Being desperately seeking silver lining kinds of people, we reached out to SAC’s Executive Director Stephanie Filer to discuss where there’s room for hope in this data—and what the data tells us about where new efforts can make a big difference:

  • Stephanie tells us she’s finding a lot of hope in how promising these numbers are for cats. Not only because it means that the huge efforts that have been put into saving cats’ lives through community cat programs, and otherwise, are working—but also because if we can do it for cats, that strongly indicates we can also do it for dogs. 

    “Let’s keep the momentum for cats, and let’s now bring up dogs to that same level,” Stephanie says. “We know that we can, in a lot of ways, influence or control these outcomes.”

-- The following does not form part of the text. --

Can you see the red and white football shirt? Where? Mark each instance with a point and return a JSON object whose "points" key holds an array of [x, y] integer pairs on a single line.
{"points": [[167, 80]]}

    ➡️ Don’t forget to use the Big Dogs communications kit, created by HASS and HeARTs Speak!
  • Given that so many pets coming into shelters as “strays” are actually pets who’ve wandered away from home, does the data indicate that more efforts and resources could and should be put into lost pet reunification? Yes, especially when looked at in conjunction with the flat return to owner rate. 

    ➡️ Guess what? We’ve got another communications kit for you—Lost Pet Reunification—plus this blog: 5 Kits, Infographics, and Tools to Get More Lost Pets Back Home to Their Families. Stay tuned for more game-changing info about lost pet reunification; it’s coming soon.

Stephanie says that most of all, she wants to get out the message that this report shows urgency, and that the time to act is right now.

“This report not only validates the experience that animal welfare professionals have had over the past 4 years, it also provides an invaluable insight into the trends that we can expect to continue throughout 2023 unless there is a significant intervention to change the trajectory of too many pets staying behind in shelters as more pets are added each day,” she says. 

“Fortunately, there are many paths to closing this population imbalance, but the data indicates that the most impactful thing organizations can do right now is to increase outcomes for the animals who are still in their care—and fast. If we wait until Q2, we have 4 years of trends to show us that will be too late.”